Nous touchons ainsi à une définition du régalien qui nous semble peut-être la plus juste, dans la mesure où elle déborde le champ strictement juridique et s’articule avec l’essence même de l’histoire de France : le régalien, au-delà des limites traditionnellement identifiées et de compétences présumées naturelles, serait le champ d’intervention que l’État est susceptible d’investir ou de réinvestir en fonction des circonstances – celui dont, en tout état de cause, il ne saurait se dessaisir de manière irréversible.

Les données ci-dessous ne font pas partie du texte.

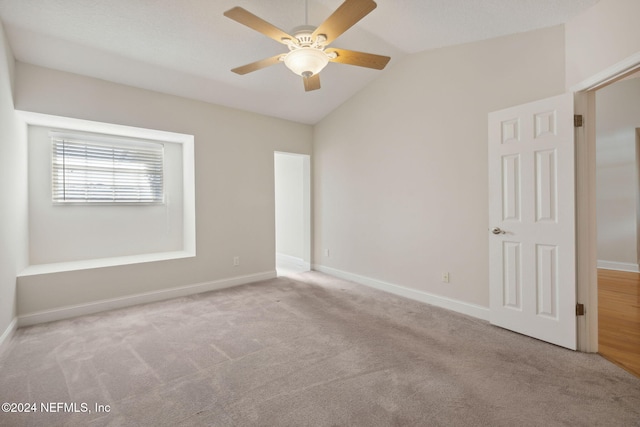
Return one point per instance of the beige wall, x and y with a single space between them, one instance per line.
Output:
13 203
617 117
601 37
234 185
400 182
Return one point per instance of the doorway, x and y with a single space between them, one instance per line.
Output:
292 178
617 200
586 203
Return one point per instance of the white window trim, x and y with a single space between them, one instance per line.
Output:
189 206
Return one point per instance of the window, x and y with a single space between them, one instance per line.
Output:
94 169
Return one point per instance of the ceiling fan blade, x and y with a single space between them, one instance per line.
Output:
258 65
247 18
344 17
311 83
361 59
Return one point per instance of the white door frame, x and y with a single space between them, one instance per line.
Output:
586 238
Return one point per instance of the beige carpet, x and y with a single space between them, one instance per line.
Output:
309 350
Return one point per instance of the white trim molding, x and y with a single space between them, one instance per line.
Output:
7 334
619 266
165 294
473 310
607 75
288 261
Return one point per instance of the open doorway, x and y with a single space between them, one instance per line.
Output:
617 196
292 178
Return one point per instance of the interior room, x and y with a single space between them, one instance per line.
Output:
350 244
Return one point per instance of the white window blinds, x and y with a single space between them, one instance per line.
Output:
105 171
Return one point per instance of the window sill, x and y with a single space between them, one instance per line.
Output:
60 267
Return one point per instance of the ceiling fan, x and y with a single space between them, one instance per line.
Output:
308 46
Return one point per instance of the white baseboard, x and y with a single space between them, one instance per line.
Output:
620 266
473 310
164 294
7 334
288 261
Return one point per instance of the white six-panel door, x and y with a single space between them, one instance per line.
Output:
532 220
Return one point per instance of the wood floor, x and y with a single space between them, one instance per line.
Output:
619 318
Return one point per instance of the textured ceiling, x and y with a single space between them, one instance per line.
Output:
187 47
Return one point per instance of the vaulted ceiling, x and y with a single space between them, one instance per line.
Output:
187 47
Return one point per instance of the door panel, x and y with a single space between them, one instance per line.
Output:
531 203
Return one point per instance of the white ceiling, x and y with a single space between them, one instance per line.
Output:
187 47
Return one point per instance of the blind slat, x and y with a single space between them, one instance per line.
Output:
84 171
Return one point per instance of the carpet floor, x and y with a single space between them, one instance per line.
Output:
305 350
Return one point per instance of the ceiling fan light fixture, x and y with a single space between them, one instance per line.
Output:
306 61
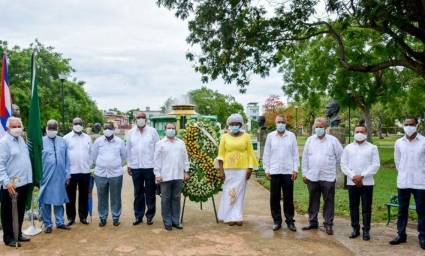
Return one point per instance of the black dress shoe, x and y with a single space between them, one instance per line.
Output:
291 226
329 230
355 233
178 226
398 240
422 244
277 226
23 238
366 236
64 227
137 221
102 223
310 227
13 244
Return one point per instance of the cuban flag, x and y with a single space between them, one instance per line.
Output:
6 99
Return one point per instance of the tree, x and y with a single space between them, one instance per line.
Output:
240 38
167 105
209 102
273 106
312 67
49 65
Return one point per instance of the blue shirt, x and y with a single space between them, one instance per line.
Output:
55 172
14 161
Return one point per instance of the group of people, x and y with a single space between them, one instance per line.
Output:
153 162
67 164
359 161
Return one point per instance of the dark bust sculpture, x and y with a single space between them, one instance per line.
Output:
332 110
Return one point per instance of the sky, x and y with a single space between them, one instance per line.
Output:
130 53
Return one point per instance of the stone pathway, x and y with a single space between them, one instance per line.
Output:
202 236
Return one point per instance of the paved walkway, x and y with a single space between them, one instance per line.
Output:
202 236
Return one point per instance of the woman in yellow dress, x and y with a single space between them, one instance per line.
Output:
236 161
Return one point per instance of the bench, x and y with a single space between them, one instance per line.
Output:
394 203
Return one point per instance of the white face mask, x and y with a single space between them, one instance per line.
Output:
16 132
141 122
360 137
170 133
108 133
77 128
409 130
51 133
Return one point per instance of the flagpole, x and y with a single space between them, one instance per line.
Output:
32 230
34 140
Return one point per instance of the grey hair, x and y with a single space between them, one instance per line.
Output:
235 118
320 120
171 123
77 119
12 118
52 121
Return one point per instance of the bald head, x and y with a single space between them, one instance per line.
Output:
14 122
77 121
52 125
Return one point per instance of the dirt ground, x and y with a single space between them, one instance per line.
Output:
202 236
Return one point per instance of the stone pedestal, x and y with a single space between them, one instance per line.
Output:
339 133
261 137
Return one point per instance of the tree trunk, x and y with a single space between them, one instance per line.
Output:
368 122
379 129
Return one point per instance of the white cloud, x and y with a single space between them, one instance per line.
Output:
130 52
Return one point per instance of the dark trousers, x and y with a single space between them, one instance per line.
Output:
80 181
144 192
170 201
365 194
325 189
282 183
403 211
6 212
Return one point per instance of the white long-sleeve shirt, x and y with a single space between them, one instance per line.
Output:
171 159
141 147
320 158
360 159
109 157
409 157
280 153
79 151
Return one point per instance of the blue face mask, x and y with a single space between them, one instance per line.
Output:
171 133
234 129
319 131
280 127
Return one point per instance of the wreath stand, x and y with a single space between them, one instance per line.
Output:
215 210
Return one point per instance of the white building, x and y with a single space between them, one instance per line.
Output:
252 112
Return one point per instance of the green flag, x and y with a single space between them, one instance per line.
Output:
35 142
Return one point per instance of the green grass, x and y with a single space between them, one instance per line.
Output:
385 187
385 142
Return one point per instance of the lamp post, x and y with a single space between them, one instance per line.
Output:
349 92
62 77
296 120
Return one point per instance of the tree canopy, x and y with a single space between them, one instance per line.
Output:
238 38
50 64
209 102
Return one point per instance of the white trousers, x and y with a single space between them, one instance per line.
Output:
231 205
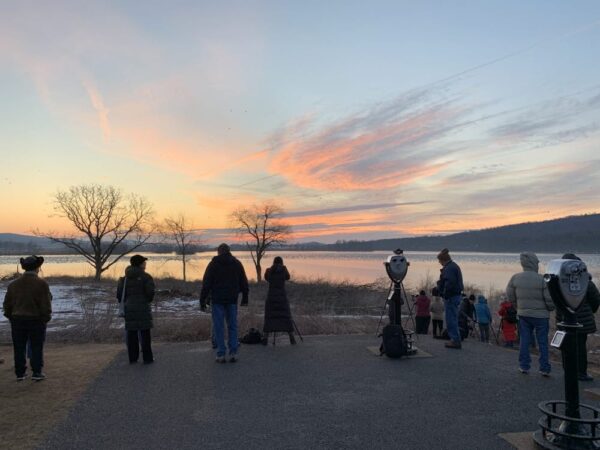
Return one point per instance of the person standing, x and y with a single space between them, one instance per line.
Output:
450 287
28 306
437 315
278 316
423 315
584 316
484 318
136 289
528 291
223 280
508 322
466 315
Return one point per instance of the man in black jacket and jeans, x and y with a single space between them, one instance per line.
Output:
223 280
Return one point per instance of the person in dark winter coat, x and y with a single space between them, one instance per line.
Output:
423 315
223 280
466 315
484 318
28 306
136 288
278 316
437 315
450 287
584 316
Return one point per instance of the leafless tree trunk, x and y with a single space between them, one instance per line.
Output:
181 230
263 226
107 219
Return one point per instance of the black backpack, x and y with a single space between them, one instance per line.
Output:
253 336
511 314
393 343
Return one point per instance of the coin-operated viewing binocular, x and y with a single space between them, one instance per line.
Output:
567 281
396 266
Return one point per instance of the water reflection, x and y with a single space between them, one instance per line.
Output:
486 270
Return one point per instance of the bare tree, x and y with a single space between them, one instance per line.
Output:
263 227
181 230
112 223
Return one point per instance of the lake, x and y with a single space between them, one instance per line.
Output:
486 270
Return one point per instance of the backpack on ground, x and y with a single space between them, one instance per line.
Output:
253 336
394 343
511 314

Nous ne saurions donc nous en tenir à une conception des choses trop linéaire, une sorte de théorie de l’irréversible, qui soutiendrait, à gros traits, que nous sommes entrés depuis trente ans, avec la construction européenne et la décentralisation, dans une phase nouvelle de notre histoire démocratique, marquée par une rétraction constante du champ du régalien dont le droit public serait simplement chargé de sécuriser (imparfaitement et bon an mal an, cela va de soi) les contreforts. Il existe des indices qui montrent que le « régalien mouvant » se définit aujourd’hui par des mouvements autrement plus complexes. La crise sanitaire aujourd’hui, mais aussi, par exemple, les enjeux beaucoup plus lourds que portent le réchauffement climatique et la nécessité impérieuse d’une action environnementale à grande échelle, conduisent à d’autres conclusions. Les politiques liées à l’environnement peuvent devenir un champ d’action privilégié pour l’État, dans la mesure où, au-delà du discours convenu et unanimiste sur « le développement durable » et sur le thème – laissons libre cours aux initiatives de la société, que cent fleurs s’épanouissent -, la nécessité d’un cadre législatif et réglementaire contraignant, tant pour les particuliers que pour les entreprises et les collectivités publiques, ne va cesser de s’affirmer. Cette extension du régalien pourrait même prendre une ampleur nouvelle si l’Europe parvenait à prendre une vraie dimension politique qui dépasse le seul champ du monétaire – ce fleuron traditionnel de la souveraineté et du régalien auxquelles les démocraties ont accepté déjà de renoncer dans l’espoir d’une solidité accrue de leurs économies.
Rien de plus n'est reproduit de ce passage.